Our research helped prepare the London 2012 Olympic Park by pioneering the detailed chemical examination of heavy-oil residues in the treatment of contaminated soils.

Key facts

    • Our research could save £3.2 - £12.4 million per year in restoring derelict land in the UK for development.
    • Our industrial partner utilised this research in testing contaminated land on the London 2012 Olympic Park.
    • A combined strategy of hazard and risk diagnosis helped to avoid unnecessary expenditure of public and private money.
  • Funded by Biotechnology and Biological Sciences Research Council (BBSRC) which is funded by the Department for Business, Innovation and Skills (BIS), formerly known as BERR; and the Environment Agency.
An engineer checks the top membrane of bioengineered piles of contaminated soils.

Impact of our research

Our industrial partner ESG (Environmental Scientifics Group) Ltd used the research commercially for the contract testing at the 2012 Olympic Park in London. These are regarded as one of the greatest Games of all time and has had enormous regenerative benefits to that particular area of London in general.

We also developed decision-support tools for risk management and environmental rehabilitation of contaminated sites. The tools improve confidence in remediation (restoring to use) technology, reduce remediation costs and minimise waste disposal to landfill, with subsequent savings in CO2 emissions.

An illustrative soil sample collected at a chemical plant.

Why the research was commissioned

Soils contaminated with complex hydrocarbons (an organic compound consisting entirely of hydrogen and carbon) have important consequences for water resources and land use.

In collaboration with our industrial partner, EGS Ltd, we developed an innovative method for analysing petroleum hydrocarbons in soil. This approach meets the needs for risk assessment of contaminated land and provides important data for devising remediation strategies.

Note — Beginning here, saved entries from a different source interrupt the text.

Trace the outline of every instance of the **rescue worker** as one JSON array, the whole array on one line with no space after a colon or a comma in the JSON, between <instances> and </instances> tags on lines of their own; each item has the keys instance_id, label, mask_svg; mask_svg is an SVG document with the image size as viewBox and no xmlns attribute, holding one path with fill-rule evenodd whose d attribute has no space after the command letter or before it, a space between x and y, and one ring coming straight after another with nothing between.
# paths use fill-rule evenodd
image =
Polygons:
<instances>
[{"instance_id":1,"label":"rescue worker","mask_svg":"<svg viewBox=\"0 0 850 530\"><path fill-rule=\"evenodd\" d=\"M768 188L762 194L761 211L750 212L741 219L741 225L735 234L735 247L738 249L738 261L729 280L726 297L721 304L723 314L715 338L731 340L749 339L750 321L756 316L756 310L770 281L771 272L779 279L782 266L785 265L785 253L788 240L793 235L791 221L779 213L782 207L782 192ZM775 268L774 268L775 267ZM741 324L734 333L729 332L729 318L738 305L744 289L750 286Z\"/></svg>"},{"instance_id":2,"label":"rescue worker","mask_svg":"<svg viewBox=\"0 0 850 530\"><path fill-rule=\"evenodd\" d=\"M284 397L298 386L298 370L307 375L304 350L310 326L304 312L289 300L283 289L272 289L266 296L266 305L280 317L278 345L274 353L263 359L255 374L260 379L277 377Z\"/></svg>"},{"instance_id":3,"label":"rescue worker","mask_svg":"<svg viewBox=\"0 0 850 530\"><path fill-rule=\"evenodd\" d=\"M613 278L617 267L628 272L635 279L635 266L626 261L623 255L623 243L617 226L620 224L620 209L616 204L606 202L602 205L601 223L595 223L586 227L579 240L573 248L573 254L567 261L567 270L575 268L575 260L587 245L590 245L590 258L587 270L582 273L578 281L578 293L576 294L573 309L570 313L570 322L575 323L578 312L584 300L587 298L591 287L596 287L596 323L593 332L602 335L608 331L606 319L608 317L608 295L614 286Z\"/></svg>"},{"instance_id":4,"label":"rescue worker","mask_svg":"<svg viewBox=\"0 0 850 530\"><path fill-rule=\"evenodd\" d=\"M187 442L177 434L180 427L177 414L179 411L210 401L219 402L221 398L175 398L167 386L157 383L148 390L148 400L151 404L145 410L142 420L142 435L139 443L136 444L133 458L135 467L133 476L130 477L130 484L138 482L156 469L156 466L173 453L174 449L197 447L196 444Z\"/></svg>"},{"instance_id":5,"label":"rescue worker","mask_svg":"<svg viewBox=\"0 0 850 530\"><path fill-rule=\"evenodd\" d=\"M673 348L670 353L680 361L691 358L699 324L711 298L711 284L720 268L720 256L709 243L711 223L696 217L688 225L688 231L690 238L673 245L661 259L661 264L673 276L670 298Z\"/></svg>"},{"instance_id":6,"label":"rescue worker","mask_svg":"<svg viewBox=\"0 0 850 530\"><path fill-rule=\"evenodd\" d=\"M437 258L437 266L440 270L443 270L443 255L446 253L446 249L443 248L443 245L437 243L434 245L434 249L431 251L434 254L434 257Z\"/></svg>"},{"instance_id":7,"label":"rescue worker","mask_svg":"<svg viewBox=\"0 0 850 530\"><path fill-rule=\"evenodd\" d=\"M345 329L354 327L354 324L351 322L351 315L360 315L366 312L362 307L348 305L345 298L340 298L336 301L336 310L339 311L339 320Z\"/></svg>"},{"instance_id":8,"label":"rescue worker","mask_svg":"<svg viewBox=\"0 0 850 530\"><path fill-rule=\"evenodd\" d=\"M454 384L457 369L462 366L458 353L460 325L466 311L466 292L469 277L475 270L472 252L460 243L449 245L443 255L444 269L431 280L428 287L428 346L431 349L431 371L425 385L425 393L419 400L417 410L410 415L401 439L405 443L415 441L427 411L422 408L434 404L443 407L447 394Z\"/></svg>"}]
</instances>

The research characterised what happens to contaminants in soil; a key requirement for estimating risks to human health and the environment. Detailed evaluation has also helped the appraisal of residual hydrocarbon levels that can be left safely at remediated sites without posing an unacceptable risk.

University of Aberdeen colleagues preparing (grinding and mixing) a contaminated soil for pilot trial remediation.

Why Cranfield?

Our work and reputation has contributed to environmental decision making, better regulation and risk policy by influencing the national consultation and regulatory guidance on the assessment of risks from hydrocarbon-contaminated soils for the (England and Wales) Environment Agency.

Facilities used

State-of-the-art environmental analytical laboratories for soil, sediment, water and air analysis.